Mechanics Help
Stuck with part ii) and iii), I think I have done i) correctly but if not please tell if I'm wrong and why
With ii) and iii), I keep getting expressions and not actual values for the magnitude of limiting friction, coefficient of friction etc. Is there anything I'm missing here?
Thanks
The force up the slope is equal to the force down the slope. So the component of the weight of the block down the slope is equal to the friction force. Using that force, you can then work out the co efficient of friction in the next part.
Original post by Sandrey546
The force up the slope is equal to the force down the slope. So the component of the weight of the block down the slope is equal to the friction force. Using that force, you can then work out the co efficient of friction in the next part.
How do you know that the cube is going down the slope at a steady speed?
what level is this?
Original post by Gent2324
what level is this?
A level
Original post by Yatayyat
A level
which board? im doing aqa and the coefficient of friction is not in the spec
Original post by Gent2324
which board? im doing aqa and the coefficient of friction is not in the spec
I don't think its a question from an actual exam. My teacher just gave it to me for homework for practice
Original post by Yatayyat
How do you know that the cube is going down the slope at a steady speed?
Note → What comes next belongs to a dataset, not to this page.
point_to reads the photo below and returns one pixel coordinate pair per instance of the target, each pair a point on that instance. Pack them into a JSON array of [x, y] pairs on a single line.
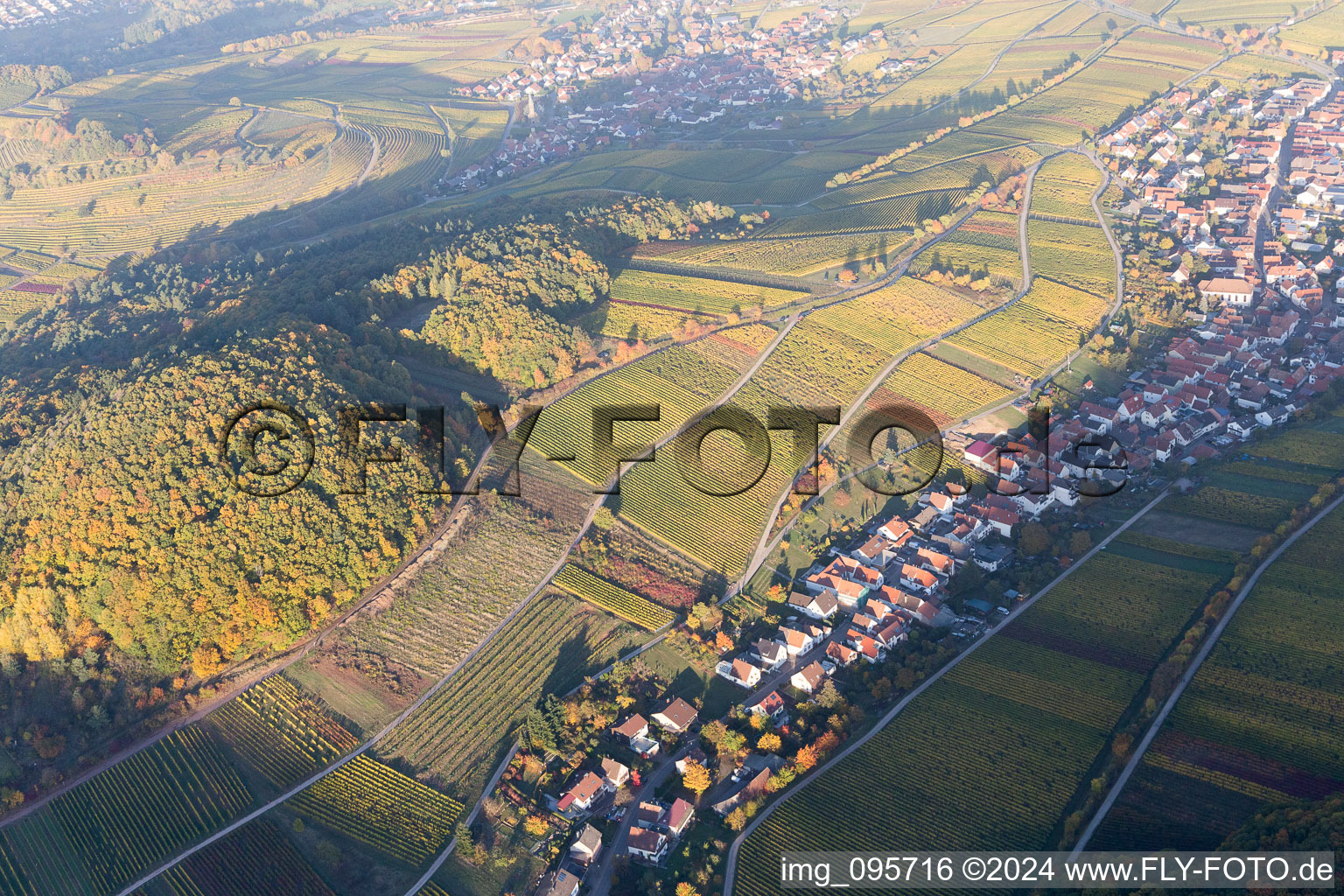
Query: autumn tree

It is not moving at a steady speed. It is not moving at all. If there is a frictional force then that means there is an equal and opposite force against friction. There is no resultant because it is not moving so they are equal
Original post by Sandrey546
It is not moving at a steady speed. It is not moving at all. If there is a frictional force then that means there is an equal and opposite force against friction. There is no resultant because it is not moving so they are equal
Ahh so simply put it the cube is in equilibrium since it's stationary (i.e. zero resultant force). And equal and opposite forces which are parallel to the slope are component of cube weight down the slope to frictional force between the cube and steel sheet up the slope?
That means the frictional force is equal to mgsin(theta) = 1*9.8*sin(40) = 6.3N
and
coefficient of friction is 'mgsin(theta)/mgcos(theta) = tan(theta) = tan(40) = 0.84
Would you agree?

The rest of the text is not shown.